The count of unfilled jobs in the construction sector increased slightly in February, after two months of lower levels of open positions.
According to the BLS Job Openings and Labor Turnover Survey (JOLTS) and NAHB analysis, the number of open construction sector jobs (on a seasonally adjusted basis) rose to 169,000 in February. The cycle high is 238,000, set in July of last year.
The open position rate (job openings as a percent of total employment) for February increased to 2.4%. On a smoothed twelve-month moving average basis, the open position rate for the construction sector held steady at 2.7%, near the cycle high.
The overall trend for open construction jobs has been increasing since the end of the Great Recession. This is consistent with survey data indicating that access to labor remains a top business challenge for builders. However, a recent increase in hiring has reduced the current level of unfilled jobs in the sector. In fact, the hiring rates in December and January, 5.9% and 5.7% respectively, mark the strongest two months since late 2014.

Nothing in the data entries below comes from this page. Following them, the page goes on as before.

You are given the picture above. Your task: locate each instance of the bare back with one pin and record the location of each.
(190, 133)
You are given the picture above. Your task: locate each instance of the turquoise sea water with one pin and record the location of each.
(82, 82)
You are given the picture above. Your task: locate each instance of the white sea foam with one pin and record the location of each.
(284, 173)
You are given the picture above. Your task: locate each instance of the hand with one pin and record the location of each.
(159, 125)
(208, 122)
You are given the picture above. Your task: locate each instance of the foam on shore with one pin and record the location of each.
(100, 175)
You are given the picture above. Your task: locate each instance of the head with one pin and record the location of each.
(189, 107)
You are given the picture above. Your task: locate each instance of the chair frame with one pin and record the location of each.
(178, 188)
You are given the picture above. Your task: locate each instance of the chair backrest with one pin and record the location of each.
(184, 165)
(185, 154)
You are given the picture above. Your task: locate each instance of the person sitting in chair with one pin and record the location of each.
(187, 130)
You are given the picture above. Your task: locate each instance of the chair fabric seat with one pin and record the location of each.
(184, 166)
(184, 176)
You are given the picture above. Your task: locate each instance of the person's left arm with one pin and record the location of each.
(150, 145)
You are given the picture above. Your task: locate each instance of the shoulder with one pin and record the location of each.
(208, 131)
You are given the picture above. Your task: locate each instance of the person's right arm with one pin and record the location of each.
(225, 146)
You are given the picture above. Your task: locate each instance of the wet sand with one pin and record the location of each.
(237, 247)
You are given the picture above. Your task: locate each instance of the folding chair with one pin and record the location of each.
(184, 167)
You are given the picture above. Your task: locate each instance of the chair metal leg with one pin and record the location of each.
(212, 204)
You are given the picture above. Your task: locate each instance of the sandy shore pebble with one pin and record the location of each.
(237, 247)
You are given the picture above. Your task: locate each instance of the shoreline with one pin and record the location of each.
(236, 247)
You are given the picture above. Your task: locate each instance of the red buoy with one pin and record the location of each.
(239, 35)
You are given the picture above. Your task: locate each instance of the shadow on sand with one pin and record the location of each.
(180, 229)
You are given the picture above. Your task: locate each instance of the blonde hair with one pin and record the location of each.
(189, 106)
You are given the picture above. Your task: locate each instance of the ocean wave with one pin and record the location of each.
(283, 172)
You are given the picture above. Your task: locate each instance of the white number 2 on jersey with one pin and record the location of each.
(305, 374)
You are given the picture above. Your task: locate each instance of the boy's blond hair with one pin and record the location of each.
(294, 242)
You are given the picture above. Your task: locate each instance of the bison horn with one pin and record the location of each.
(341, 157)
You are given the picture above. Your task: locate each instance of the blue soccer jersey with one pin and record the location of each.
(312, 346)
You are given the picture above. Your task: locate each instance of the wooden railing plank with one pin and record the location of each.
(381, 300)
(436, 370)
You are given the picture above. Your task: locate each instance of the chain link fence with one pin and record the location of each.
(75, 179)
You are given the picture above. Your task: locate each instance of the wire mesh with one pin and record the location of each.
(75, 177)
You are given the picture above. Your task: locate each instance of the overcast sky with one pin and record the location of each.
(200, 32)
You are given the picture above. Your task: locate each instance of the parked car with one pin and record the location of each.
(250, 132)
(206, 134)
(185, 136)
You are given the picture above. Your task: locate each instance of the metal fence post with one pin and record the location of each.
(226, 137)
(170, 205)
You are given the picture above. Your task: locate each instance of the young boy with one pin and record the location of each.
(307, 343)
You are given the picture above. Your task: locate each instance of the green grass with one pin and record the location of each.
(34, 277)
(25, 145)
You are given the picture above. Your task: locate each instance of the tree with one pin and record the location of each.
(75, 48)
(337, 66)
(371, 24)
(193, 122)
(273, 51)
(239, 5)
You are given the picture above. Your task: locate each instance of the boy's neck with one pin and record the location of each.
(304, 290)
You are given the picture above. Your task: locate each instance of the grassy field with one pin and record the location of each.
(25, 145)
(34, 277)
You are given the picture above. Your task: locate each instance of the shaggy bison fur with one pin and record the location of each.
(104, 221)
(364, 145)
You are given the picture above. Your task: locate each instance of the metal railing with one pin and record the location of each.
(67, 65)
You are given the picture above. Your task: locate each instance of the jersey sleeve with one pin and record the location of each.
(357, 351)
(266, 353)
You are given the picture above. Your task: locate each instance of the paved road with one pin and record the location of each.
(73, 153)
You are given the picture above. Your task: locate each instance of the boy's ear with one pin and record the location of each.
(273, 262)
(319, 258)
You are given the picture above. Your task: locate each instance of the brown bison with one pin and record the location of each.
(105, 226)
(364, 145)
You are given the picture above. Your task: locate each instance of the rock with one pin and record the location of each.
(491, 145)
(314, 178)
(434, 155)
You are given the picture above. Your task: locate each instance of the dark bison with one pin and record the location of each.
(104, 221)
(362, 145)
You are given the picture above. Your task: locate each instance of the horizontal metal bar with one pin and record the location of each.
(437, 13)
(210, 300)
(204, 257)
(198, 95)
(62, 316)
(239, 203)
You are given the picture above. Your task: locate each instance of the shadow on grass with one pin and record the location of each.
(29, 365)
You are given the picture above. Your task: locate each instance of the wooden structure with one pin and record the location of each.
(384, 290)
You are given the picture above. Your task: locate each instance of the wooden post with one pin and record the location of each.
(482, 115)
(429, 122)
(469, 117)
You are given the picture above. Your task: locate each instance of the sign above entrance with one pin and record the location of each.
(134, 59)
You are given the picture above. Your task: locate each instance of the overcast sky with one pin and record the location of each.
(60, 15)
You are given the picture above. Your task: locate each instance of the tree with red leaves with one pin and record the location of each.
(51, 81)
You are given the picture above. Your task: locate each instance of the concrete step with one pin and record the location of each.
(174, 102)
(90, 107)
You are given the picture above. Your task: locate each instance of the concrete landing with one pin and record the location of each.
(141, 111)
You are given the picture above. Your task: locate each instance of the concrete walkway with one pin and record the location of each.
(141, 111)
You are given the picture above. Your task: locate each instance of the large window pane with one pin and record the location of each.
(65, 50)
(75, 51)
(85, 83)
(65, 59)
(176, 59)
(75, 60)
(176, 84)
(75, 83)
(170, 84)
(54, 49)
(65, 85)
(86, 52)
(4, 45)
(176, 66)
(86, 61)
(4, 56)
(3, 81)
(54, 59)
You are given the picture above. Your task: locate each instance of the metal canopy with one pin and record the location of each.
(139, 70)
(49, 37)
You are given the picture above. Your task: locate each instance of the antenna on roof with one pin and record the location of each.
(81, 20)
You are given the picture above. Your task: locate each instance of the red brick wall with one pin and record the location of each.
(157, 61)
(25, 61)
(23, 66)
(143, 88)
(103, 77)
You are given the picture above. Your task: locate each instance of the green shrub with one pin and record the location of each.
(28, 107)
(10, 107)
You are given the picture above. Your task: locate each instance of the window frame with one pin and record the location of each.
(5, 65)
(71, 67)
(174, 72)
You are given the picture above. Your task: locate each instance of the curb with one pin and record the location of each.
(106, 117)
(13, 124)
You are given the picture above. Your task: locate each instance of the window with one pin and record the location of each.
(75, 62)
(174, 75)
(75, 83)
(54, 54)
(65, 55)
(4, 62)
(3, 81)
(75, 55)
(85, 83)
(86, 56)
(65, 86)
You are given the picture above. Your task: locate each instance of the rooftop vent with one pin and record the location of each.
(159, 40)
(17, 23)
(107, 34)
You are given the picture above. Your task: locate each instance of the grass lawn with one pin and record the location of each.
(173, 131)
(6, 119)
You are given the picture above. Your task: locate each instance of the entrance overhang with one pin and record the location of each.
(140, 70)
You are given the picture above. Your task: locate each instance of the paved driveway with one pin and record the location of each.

The construction sector hiring rate, as measured on a twelve-month moving average basis, held at 5.1% in February. The twelve-month moving average for layoffs was steady (2.6%), remaining in a range set last fall. Quits have been rising recently, increasing to 2.4% in February. This is the highest rates of quits for the cycle.
Monthly employment data for March 2017 (the employment count data from the BLS establishment survey are published one month ahead of the JOLTS data) indicate that home builder and remodeler employment growth turned negative, declining by 7,600 positions. This was the first monthly decline in 9 months and comes after a rapid set of gains from November through February. The 6-month moving average of job gains for residential construction fell somewhat to just above a 13,000 monthly gain.
Residential construction employment now stands at 2.693 million, broken down as 768,000 builders and 1.93 million residential specialty trade contractors.
Over the last 12 months home builders and remodelers have added 113,000 jobs on a net basis. Since the low point of industry employment following the Great Recession, residential construction has gained 710,200 positions.
In March, the unemployment rate for construction workers stood at 6.9% on a seasonally adjusted basis. The unemployment rate for the construction occupation had been on a general decline since reaching a peak rate of 22% in February 2010, although it has leveled off in the 6% to 7% range since the middle of 2016.